Divesting is amongst the most difficult business decisions when operating a multi-divisions company.  However, there are benefits to divesting such as protecting against bankruptcy, hedging against profit losses, and preventing political and legal issues. Subsequently, divestiture leads to a company's financial stability and growth.  Below are some reasons why companies chose to divest rather than trying to push through and possibly fail.

  • Obtain capital in order to scale the primary business unit. This reason prevents from an overall liquidation or bankruptcy. Rather than pouring capital into underperforming units, selling these units enables a company to reinvest in its core division.
  • Concentrate on core business areas. Overtime, some companies acquire smaller businesses that have no association with any of their core divisions.
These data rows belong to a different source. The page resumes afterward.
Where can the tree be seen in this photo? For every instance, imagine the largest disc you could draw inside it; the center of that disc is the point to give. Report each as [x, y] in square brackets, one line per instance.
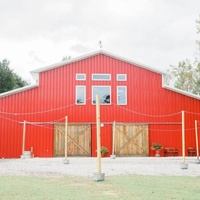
[186, 75]
[8, 79]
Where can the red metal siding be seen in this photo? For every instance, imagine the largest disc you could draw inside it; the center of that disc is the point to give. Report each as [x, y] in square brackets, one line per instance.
[54, 98]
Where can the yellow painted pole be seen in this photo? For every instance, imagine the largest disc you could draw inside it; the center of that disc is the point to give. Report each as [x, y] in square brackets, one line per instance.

This disconnect hurts the bottom line, therefore carving out unrelated business units would recoup the loss of profit.
  •  Occasionally, companies are forced into divestiture due to legal and governmental interference. Government agencies have the ability to halt mergers but also force companies to release non-core assets in order to prevent potential monopolies.
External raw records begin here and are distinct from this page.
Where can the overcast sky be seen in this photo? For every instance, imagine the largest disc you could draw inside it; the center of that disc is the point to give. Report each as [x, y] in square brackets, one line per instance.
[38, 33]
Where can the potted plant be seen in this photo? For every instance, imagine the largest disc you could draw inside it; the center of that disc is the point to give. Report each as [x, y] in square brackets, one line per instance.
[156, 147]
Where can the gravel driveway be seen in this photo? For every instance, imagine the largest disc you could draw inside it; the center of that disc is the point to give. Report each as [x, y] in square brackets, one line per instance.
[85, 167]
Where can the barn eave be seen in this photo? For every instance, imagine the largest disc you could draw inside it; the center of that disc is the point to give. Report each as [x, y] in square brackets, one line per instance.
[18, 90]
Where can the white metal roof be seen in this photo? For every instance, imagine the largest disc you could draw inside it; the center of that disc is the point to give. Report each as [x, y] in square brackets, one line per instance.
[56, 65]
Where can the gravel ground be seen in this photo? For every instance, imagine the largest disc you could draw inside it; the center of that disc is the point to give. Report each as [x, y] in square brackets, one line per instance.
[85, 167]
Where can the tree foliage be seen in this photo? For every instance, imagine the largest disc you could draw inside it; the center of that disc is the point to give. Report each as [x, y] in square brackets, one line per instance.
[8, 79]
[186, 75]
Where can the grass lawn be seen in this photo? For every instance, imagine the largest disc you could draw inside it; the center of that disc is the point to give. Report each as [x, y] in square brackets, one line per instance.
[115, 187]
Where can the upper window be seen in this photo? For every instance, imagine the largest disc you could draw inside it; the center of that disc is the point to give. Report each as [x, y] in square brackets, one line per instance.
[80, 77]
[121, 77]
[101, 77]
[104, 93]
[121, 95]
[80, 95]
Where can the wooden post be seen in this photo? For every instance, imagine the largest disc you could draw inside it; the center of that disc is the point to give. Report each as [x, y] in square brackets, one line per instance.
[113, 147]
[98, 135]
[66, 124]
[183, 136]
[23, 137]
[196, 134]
  • Pursue of better opportunities. Divestiture permits a company to gain financial resources needed for compelling investment opportunities – strengthening core business areas and higher ROI.

In conclusion, a divestiture is a reduction of assets or business units through sale or liquidation for financial, political, strategic, and synergic reasons. Divesting business units matters because it helps a company reduce debt, enhance shareholder value, regain profit, and reorganize a company back to focusing on its strength.